State v. Adam W. Gilmour, 2011AP878-CR, District 2, 6/20/12

court of appeals decision (not recommended for publication); case activity

The trial court’s rejection, as lacking credibility, Gilmour’s claim that his acceptance of a deferred prosecution agreement was coerced by financial considerations (in that he had been unable to afford the costs associated with jury trial) is affirmed:

¶10      On review, we note that while Gilmour testified that he decided to take the DPA because he could not afford the trial retainer, he did not present any evidence in support of his claim.  Gilmour did not testify as to his income, financial status, or ability to borrow or raise funds at the time of the plea negotiations.  Bellin testified that while Gilmour was concerned with the cost of a trial, he was also concerned about the effect of a trial on him, the victim’s family, and Gilmour’s own family and friends.  Clearly, the circuit court rejected Gilmour’s testimony in support of his claim of financial coercion.  See State v. Canedy, 161 Wis. 2d 565, 585-86, 469 N.W.2d 163 (1991) (this court will not disturb a circuit court’s exercise of discretion where the defendant’s testimony is the only support for plea withdrawal and the circuit court disbelieves that testimony).

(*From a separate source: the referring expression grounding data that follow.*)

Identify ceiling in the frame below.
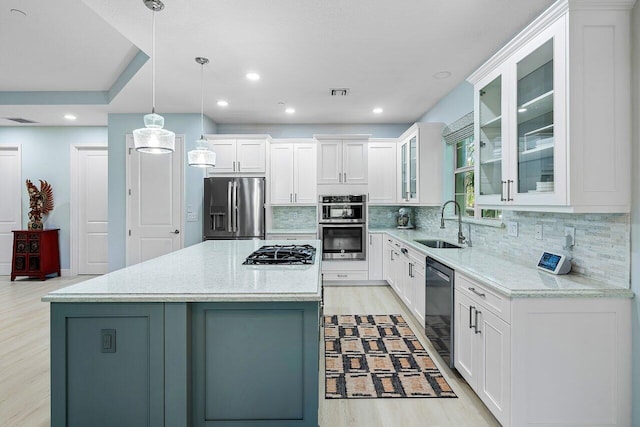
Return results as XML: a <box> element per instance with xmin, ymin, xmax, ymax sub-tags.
<box><xmin>0</xmin><ymin>0</ymin><xmax>555</xmax><ymax>127</ymax></box>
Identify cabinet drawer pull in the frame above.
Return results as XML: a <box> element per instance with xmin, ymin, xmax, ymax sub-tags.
<box><xmin>337</xmin><ymin>274</ymin><xmax>348</xmax><ymax>278</ymax></box>
<box><xmin>469</xmin><ymin>305</ymin><xmax>475</xmax><ymax>329</ymax></box>
<box><xmin>468</xmin><ymin>287</ymin><xmax>486</xmax><ymax>298</ymax></box>
<box><xmin>474</xmin><ymin>309</ymin><xmax>481</xmax><ymax>334</ymax></box>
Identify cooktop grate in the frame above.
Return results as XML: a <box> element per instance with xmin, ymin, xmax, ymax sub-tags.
<box><xmin>243</xmin><ymin>244</ymin><xmax>316</xmax><ymax>265</ymax></box>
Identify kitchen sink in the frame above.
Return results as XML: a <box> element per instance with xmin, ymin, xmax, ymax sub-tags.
<box><xmin>414</xmin><ymin>239</ymin><xmax>462</xmax><ymax>249</ymax></box>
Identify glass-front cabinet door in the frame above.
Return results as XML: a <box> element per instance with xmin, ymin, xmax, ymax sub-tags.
<box><xmin>476</xmin><ymin>72</ymin><xmax>506</xmax><ymax>205</ymax></box>
<box><xmin>398</xmin><ymin>134</ymin><xmax>418</xmax><ymax>203</ymax></box>
<box><xmin>509</xmin><ymin>19</ymin><xmax>565</xmax><ymax>206</ymax></box>
<box><xmin>515</xmin><ymin>39</ymin><xmax>555</xmax><ymax>197</ymax></box>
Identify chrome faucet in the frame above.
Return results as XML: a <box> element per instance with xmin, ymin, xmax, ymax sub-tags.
<box><xmin>440</xmin><ymin>200</ymin><xmax>466</xmax><ymax>245</ymax></box>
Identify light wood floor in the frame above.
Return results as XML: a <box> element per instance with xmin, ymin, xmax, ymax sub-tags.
<box><xmin>0</xmin><ymin>275</ymin><xmax>91</xmax><ymax>427</ymax></box>
<box><xmin>0</xmin><ymin>277</ymin><xmax>499</xmax><ymax>427</ymax></box>
<box><xmin>320</xmin><ymin>285</ymin><xmax>500</xmax><ymax>427</ymax></box>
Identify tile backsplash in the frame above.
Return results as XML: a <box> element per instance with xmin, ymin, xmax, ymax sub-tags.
<box><xmin>370</xmin><ymin>206</ymin><xmax>630</xmax><ymax>287</ymax></box>
<box><xmin>271</xmin><ymin>206</ymin><xmax>317</xmax><ymax>229</ymax></box>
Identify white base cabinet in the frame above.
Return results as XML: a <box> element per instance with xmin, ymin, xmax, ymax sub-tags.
<box><xmin>382</xmin><ymin>236</ymin><xmax>426</xmax><ymax>325</ymax></box>
<box><xmin>367</xmin><ymin>233</ymin><xmax>384</xmax><ymax>281</ymax></box>
<box><xmin>455</xmin><ymin>272</ymin><xmax>631</xmax><ymax>427</ymax></box>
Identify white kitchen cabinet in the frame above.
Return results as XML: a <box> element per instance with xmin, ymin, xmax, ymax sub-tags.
<box><xmin>315</xmin><ymin>136</ymin><xmax>368</xmax><ymax>185</ymax></box>
<box><xmin>205</xmin><ymin>135</ymin><xmax>268</xmax><ymax>174</ymax></box>
<box><xmin>397</xmin><ymin>123</ymin><xmax>443</xmax><ymax>205</ymax></box>
<box><xmin>469</xmin><ymin>0</ymin><xmax>632</xmax><ymax>212</ymax></box>
<box><xmin>367</xmin><ymin>140</ymin><xmax>397</xmax><ymax>204</ymax></box>
<box><xmin>383</xmin><ymin>236</ymin><xmax>426</xmax><ymax>324</ymax></box>
<box><xmin>269</xmin><ymin>141</ymin><xmax>316</xmax><ymax>205</ymax></box>
<box><xmin>383</xmin><ymin>237</ymin><xmax>402</xmax><ymax>293</ymax></box>
<box><xmin>455</xmin><ymin>275</ymin><xmax>511</xmax><ymax>426</ymax></box>
<box><xmin>367</xmin><ymin>233</ymin><xmax>384</xmax><ymax>281</ymax></box>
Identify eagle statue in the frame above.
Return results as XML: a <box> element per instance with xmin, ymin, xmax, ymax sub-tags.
<box><xmin>26</xmin><ymin>179</ymin><xmax>54</xmax><ymax>230</ymax></box>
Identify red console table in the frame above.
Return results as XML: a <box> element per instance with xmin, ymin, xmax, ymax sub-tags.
<box><xmin>11</xmin><ymin>229</ymin><xmax>61</xmax><ymax>281</ymax></box>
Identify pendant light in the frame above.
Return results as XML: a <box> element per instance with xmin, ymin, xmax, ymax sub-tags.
<box><xmin>133</xmin><ymin>0</ymin><xmax>175</xmax><ymax>154</ymax></box>
<box><xmin>188</xmin><ymin>57</ymin><xmax>216</xmax><ymax>167</ymax></box>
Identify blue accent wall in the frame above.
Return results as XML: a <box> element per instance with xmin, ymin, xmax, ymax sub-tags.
<box><xmin>0</xmin><ymin>127</ymin><xmax>108</xmax><ymax>270</ymax></box>
<box><xmin>107</xmin><ymin>114</ymin><xmax>216</xmax><ymax>271</ymax></box>
<box><xmin>416</xmin><ymin>81</ymin><xmax>474</xmax><ymax>201</ymax></box>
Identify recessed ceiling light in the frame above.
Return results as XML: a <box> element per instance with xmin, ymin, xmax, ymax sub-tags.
<box><xmin>64</xmin><ymin>114</ymin><xmax>77</xmax><ymax>120</ymax></box>
<box><xmin>433</xmin><ymin>71</ymin><xmax>452</xmax><ymax>79</ymax></box>
<box><xmin>246</xmin><ymin>72</ymin><xmax>260</xmax><ymax>81</ymax></box>
<box><xmin>373</xmin><ymin>107</ymin><xmax>383</xmax><ymax>114</ymax></box>
<box><xmin>285</xmin><ymin>107</ymin><xmax>295</xmax><ymax>114</ymax></box>
<box><xmin>217</xmin><ymin>100</ymin><xmax>229</xmax><ymax>107</ymax></box>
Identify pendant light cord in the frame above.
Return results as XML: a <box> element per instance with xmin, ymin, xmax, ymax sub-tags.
<box><xmin>151</xmin><ymin>10</ymin><xmax>156</xmax><ymax>114</ymax></box>
<box><xmin>200</xmin><ymin>62</ymin><xmax>204</xmax><ymax>139</ymax></box>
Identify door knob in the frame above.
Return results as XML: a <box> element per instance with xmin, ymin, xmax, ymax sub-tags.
<box><xmin>170</xmin><ymin>230</ymin><xmax>180</xmax><ymax>234</ymax></box>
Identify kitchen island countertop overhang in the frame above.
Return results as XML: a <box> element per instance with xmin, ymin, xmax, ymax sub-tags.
<box><xmin>42</xmin><ymin>239</ymin><xmax>322</xmax><ymax>303</ymax></box>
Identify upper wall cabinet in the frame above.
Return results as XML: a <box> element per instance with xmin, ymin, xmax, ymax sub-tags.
<box><xmin>315</xmin><ymin>135</ymin><xmax>369</xmax><ymax>185</ymax></box>
<box><xmin>469</xmin><ymin>0</ymin><xmax>633</xmax><ymax>213</ymax></box>
<box><xmin>205</xmin><ymin>135</ymin><xmax>268</xmax><ymax>174</ymax></box>
<box><xmin>368</xmin><ymin>140</ymin><xmax>397</xmax><ymax>204</ymax></box>
<box><xmin>397</xmin><ymin>123</ymin><xmax>443</xmax><ymax>205</ymax></box>
<box><xmin>269</xmin><ymin>140</ymin><xmax>317</xmax><ymax>205</ymax></box>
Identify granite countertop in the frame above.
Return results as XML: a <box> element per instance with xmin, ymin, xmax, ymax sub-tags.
<box><xmin>370</xmin><ymin>228</ymin><xmax>634</xmax><ymax>299</ymax></box>
<box><xmin>42</xmin><ymin>240</ymin><xmax>322</xmax><ymax>303</ymax></box>
<box><xmin>266</xmin><ymin>228</ymin><xmax>318</xmax><ymax>235</ymax></box>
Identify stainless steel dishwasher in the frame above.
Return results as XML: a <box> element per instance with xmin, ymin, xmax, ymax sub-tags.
<box><xmin>425</xmin><ymin>257</ymin><xmax>455</xmax><ymax>369</ymax></box>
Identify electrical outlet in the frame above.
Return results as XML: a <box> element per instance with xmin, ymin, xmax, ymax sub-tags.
<box><xmin>535</xmin><ymin>223</ymin><xmax>543</xmax><ymax>240</ymax></box>
<box><xmin>565</xmin><ymin>226</ymin><xmax>575</xmax><ymax>245</ymax></box>
<box><xmin>507</xmin><ymin>221</ymin><xmax>518</xmax><ymax>237</ymax></box>
<box><xmin>292</xmin><ymin>212</ymin><xmax>298</xmax><ymax>220</ymax></box>
<box><xmin>187</xmin><ymin>212</ymin><xmax>198</xmax><ymax>222</ymax></box>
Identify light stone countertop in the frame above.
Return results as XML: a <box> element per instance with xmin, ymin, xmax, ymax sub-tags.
<box><xmin>266</xmin><ymin>228</ymin><xmax>318</xmax><ymax>235</ymax></box>
<box><xmin>42</xmin><ymin>240</ymin><xmax>322</xmax><ymax>303</ymax></box>
<box><xmin>370</xmin><ymin>228</ymin><xmax>634</xmax><ymax>299</ymax></box>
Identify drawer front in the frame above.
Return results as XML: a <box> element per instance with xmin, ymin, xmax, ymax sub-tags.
<box><xmin>456</xmin><ymin>273</ymin><xmax>510</xmax><ymax>324</ymax></box>
<box><xmin>266</xmin><ymin>234</ymin><xmax>317</xmax><ymax>240</ymax></box>
<box><xmin>15</xmin><ymin>232</ymin><xmax>27</xmax><ymax>240</ymax></box>
<box><xmin>323</xmin><ymin>271</ymin><xmax>368</xmax><ymax>281</ymax></box>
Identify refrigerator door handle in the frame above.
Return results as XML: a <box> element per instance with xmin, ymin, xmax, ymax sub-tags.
<box><xmin>227</xmin><ymin>181</ymin><xmax>233</xmax><ymax>232</ymax></box>
<box><xmin>233</xmin><ymin>181</ymin><xmax>239</xmax><ymax>232</ymax></box>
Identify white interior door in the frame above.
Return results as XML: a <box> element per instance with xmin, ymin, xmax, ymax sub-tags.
<box><xmin>0</xmin><ymin>146</ymin><xmax>21</xmax><ymax>275</ymax></box>
<box><xmin>126</xmin><ymin>135</ymin><xmax>184</xmax><ymax>266</ymax></box>
<box><xmin>76</xmin><ymin>147</ymin><xmax>108</xmax><ymax>274</ymax></box>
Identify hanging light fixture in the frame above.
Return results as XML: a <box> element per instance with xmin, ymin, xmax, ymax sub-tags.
<box><xmin>188</xmin><ymin>57</ymin><xmax>216</xmax><ymax>167</ymax></box>
<box><xmin>133</xmin><ymin>0</ymin><xmax>175</xmax><ymax>154</ymax></box>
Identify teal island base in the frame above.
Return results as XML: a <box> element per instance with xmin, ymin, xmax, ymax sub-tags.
<box><xmin>50</xmin><ymin>301</ymin><xmax>320</xmax><ymax>427</ymax></box>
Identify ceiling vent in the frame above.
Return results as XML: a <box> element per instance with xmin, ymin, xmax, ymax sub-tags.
<box><xmin>5</xmin><ymin>117</ymin><xmax>38</xmax><ymax>124</ymax></box>
<box><xmin>330</xmin><ymin>88</ymin><xmax>349</xmax><ymax>96</ymax></box>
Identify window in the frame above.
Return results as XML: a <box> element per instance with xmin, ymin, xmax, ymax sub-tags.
<box><xmin>446</xmin><ymin>112</ymin><xmax>501</xmax><ymax>220</ymax></box>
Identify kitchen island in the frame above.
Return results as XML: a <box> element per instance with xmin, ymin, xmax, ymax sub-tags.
<box><xmin>43</xmin><ymin>240</ymin><xmax>322</xmax><ymax>427</ymax></box>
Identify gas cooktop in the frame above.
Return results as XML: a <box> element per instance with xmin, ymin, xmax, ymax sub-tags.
<box><xmin>243</xmin><ymin>244</ymin><xmax>316</xmax><ymax>265</ymax></box>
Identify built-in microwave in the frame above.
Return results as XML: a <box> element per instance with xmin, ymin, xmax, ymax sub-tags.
<box><xmin>318</xmin><ymin>195</ymin><xmax>366</xmax><ymax>260</ymax></box>
<box><xmin>318</xmin><ymin>195</ymin><xmax>366</xmax><ymax>223</ymax></box>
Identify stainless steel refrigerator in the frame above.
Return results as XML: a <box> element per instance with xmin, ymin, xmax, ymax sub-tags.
<box><xmin>203</xmin><ymin>177</ymin><xmax>265</xmax><ymax>240</ymax></box>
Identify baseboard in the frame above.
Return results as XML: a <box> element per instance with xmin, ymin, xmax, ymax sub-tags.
<box><xmin>61</xmin><ymin>269</ymin><xmax>72</xmax><ymax>277</ymax></box>
<box><xmin>322</xmin><ymin>280</ymin><xmax>388</xmax><ymax>287</ymax></box>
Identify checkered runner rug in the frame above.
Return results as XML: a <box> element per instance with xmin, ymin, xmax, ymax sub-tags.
<box><xmin>324</xmin><ymin>314</ymin><xmax>456</xmax><ymax>399</ymax></box>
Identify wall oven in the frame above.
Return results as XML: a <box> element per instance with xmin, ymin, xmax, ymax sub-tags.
<box><xmin>318</xmin><ymin>195</ymin><xmax>366</xmax><ymax>260</ymax></box>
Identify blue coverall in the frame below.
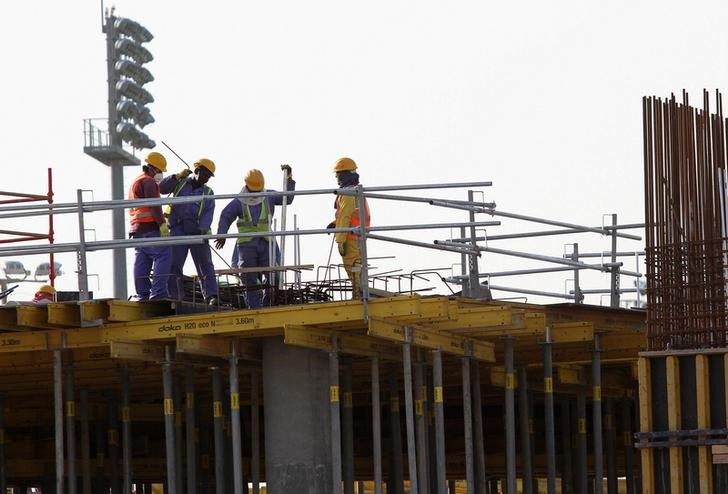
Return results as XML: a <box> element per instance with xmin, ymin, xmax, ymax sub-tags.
<box><xmin>159</xmin><ymin>175</ymin><xmax>218</xmax><ymax>301</ymax></box>
<box><xmin>217</xmin><ymin>181</ymin><xmax>294</xmax><ymax>308</ymax></box>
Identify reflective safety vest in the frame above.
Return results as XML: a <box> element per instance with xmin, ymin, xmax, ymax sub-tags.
<box><xmin>336</xmin><ymin>195</ymin><xmax>371</xmax><ymax>241</ymax></box>
<box><xmin>236</xmin><ymin>199</ymin><xmax>270</xmax><ymax>243</ymax></box>
<box><xmin>170</xmin><ymin>177</ymin><xmax>212</xmax><ymax>224</ymax></box>
<box><xmin>128</xmin><ymin>174</ymin><xmax>157</xmax><ymax>225</ymax></box>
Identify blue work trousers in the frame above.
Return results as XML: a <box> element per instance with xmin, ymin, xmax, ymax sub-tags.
<box><xmin>168</xmin><ymin>227</ymin><xmax>218</xmax><ymax>300</ymax></box>
<box><xmin>132</xmin><ymin>229</ymin><xmax>171</xmax><ymax>300</ymax></box>
<box><xmin>237</xmin><ymin>238</ymin><xmax>280</xmax><ymax>309</ymax></box>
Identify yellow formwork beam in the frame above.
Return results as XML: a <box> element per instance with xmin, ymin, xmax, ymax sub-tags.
<box><xmin>176</xmin><ymin>334</ymin><xmax>260</xmax><ymax>360</ymax></box>
<box><xmin>107</xmin><ymin>300</ymin><xmax>172</xmax><ymax>322</ymax></box>
<box><xmin>283</xmin><ymin>325</ymin><xmax>402</xmax><ymax>360</ymax></box>
<box><xmin>110</xmin><ymin>340</ymin><xmax>165</xmax><ymax>362</ymax></box>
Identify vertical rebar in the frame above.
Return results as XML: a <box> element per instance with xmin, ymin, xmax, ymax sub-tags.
<box><xmin>66</xmin><ymin>350</ymin><xmax>78</xmax><ymax>494</ymax></box>
<box><xmin>517</xmin><ymin>366</ymin><xmax>533</xmax><ymax>494</ymax></box>
<box><xmin>121</xmin><ymin>365</ymin><xmax>132</xmax><ymax>494</ymax></box>
<box><xmin>185</xmin><ymin>365</ymin><xmax>197</xmax><ymax>494</ymax></box>
<box><xmin>592</xmin><ymin>336</ymin><xmax>603</xmax><ymax>493</ymax></box>
<box><xmin>54</xmin><ymin>349</ymin><xmax>65</xmax><ymax>494</ymax></box>
<box><xmin>330</xmin><ymin>336</ymin><xmax>343</xmax><ymax>494</ymax></box>
<box><xmin>343</xmin><ymin>358</ymin><xmax>355</xmax><ymax>494</ymax></box>
<box><xmin>403</xmin><ymin>338</ymin><xmax>419</xmax><ymax>494</ymax></box>
<box><xmin>372</xmin><ymin>355</ymin><xmax>383</xmax><ymax>494</ymax></box>
<box><xmin>543</xmin><ymin>328</ymin><xmax>556</xmax><ymax>494</ymax></box>
<box><xmin>432</xmin><ymin>350</ymin><xmax>447</xmax><ymax>494</ymax></box>
<box><xmin>251</xmin><ymin>370</ymin><xmax>260</xmax><ymax>494</ymax></box>
<box><xmin>163</xmin><ymin>346</ymin><xmax>177</xmax><ymax>494</ymax></box>
<box><xmin>229</xmin><ymin>340</ymin><xmax>244</xmax><ymax>494</ymax></box>
<box><xmin>212</xmin><ymin>367</ymin><xmax>225</xmax><ymax>494</ymax></box>
<box><xmin>504</xmin><ymin>338</ymin><xmax>517</xmax><ymax>494</ymax></box>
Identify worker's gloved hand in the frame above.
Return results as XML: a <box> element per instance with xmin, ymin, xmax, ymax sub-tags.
<box><xmin>281</xmin><ymin>164</ymin><xmax>292</xmax><ymax>179</ymax></box>
<box><xmin>215</xmin><ymin>238</ymin><xmax>226</xmax><ymax>250</ymax></box>
<box><xmin>338</xmin><ymin>242</ymin><xmax>346</xmax><ymax>256</ymax></box>
<box><xmin>326</xmin><ymin>221</ymin><xmax>336</xmax><ymax>229</ymax></box>
<box><xmin>176</xmin><ymin>169</ymin><xmax>192</xmax><ymax>179</ymax></box>
<box><xmin>159</xmin><ymin>222</ymin><xmax>170</xmax><ymax>237</ymax></box>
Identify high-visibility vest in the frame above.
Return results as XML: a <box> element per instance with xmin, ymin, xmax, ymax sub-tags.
<box><xmin>336</xmin><ymin>195</ymin><xmax>370</xmax><ymax>241</ymax></box>
<box><xmin>170</xmin><ymin>178</ymin><xmax>212</xmax><ymax>224</ymax></box>
<box><xmin>128</xmin><ymin>174</ymin><xmax>158</xmax><ymax>225</ymax></box>
<box><xmin>236</xmin><ymin>199</ymin><xmax>270</xmax><ymax>243</ymax></box>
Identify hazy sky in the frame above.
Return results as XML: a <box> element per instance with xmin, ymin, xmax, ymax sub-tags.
<box><xmin>2</xmin><ymin>0</ymin><xmax>727</xmax><ymax>303</ymax></box>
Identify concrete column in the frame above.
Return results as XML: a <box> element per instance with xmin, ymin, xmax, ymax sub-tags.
<box><xmin>263</xmin><ymin>337</ymin><xmax>332</xmax><ymax>493</ymax></box>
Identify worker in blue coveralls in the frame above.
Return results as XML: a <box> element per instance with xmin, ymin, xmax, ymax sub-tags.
<box><xmin>159</xmin><ymin>158</ymin><xmax>219</xmax><ymax>305</ymax></box>
<box><xmin>215</xmin><ymin>166</ymin><xmax>295</xmax><ymax>309</ymax></box>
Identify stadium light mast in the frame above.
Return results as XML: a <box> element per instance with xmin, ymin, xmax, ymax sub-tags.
<box><xmin>83</xmin><ymin>8</ymin><xmax>157</xmax><ymax>299</ymax></box>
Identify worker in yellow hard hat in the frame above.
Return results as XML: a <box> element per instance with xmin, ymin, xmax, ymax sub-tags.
<box><xmin>128</xmin><ymin>151</ymin><xmax>172</xmax><ymax>300</ymax></box>
<box><xmin>159</xmin><ymin>158</ymin><xmax>219</xmax><ymax>304</ymax></box>
<box><xmin>327</xmin><ymin>157</ymin><xmax>370</xmax><ymax>298</ymax></box>
<box><xmin>215</xmin><ymin>166</ymin><xmax>295</xmax><ymax>308</ymax></box>
<box><xmin>33</xmin><ymin>284</ymin><xmax>56</xmax><ymax>304</ymax></box>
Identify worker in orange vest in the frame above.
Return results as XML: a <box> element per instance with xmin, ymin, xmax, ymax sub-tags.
<box><xmin>327</xmin><ymin>157</ymin><xmax>370</xmax><ymax>298</ymax></box>
<box><xmin>128</xmin><ymin>151</ymin><xmax>171</xmax><ymax>300</ymax></box>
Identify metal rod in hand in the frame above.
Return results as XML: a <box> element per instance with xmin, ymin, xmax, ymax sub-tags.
<box><xmin>161</xmin><ymin>141</ymin><xmax>191</xmax><ymax>169</ymax></box>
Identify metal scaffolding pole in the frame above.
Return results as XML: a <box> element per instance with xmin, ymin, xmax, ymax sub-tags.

¶11      As noted above, the circuit court is in the best position to evaluate witness credibility and, accordingly, we defer to the circuit court’s credibility determinations.  See Wis. Stat. § 805.17(2) (2009-10) (due regard shall be given to the opportunity of the circuit court to judge the credibility of the witnesses).  Here, the only evidence supporting Gilmour’s claim was his testimony, which the circuit court found incredible.  Given that Gilmour otherwise failed to establish he was coerced into pleading no contest due to the cost of going to trial, weconclude that the circuit court appropriately exercised its discretion in denying Gilmour’s motion for plea withdrawal.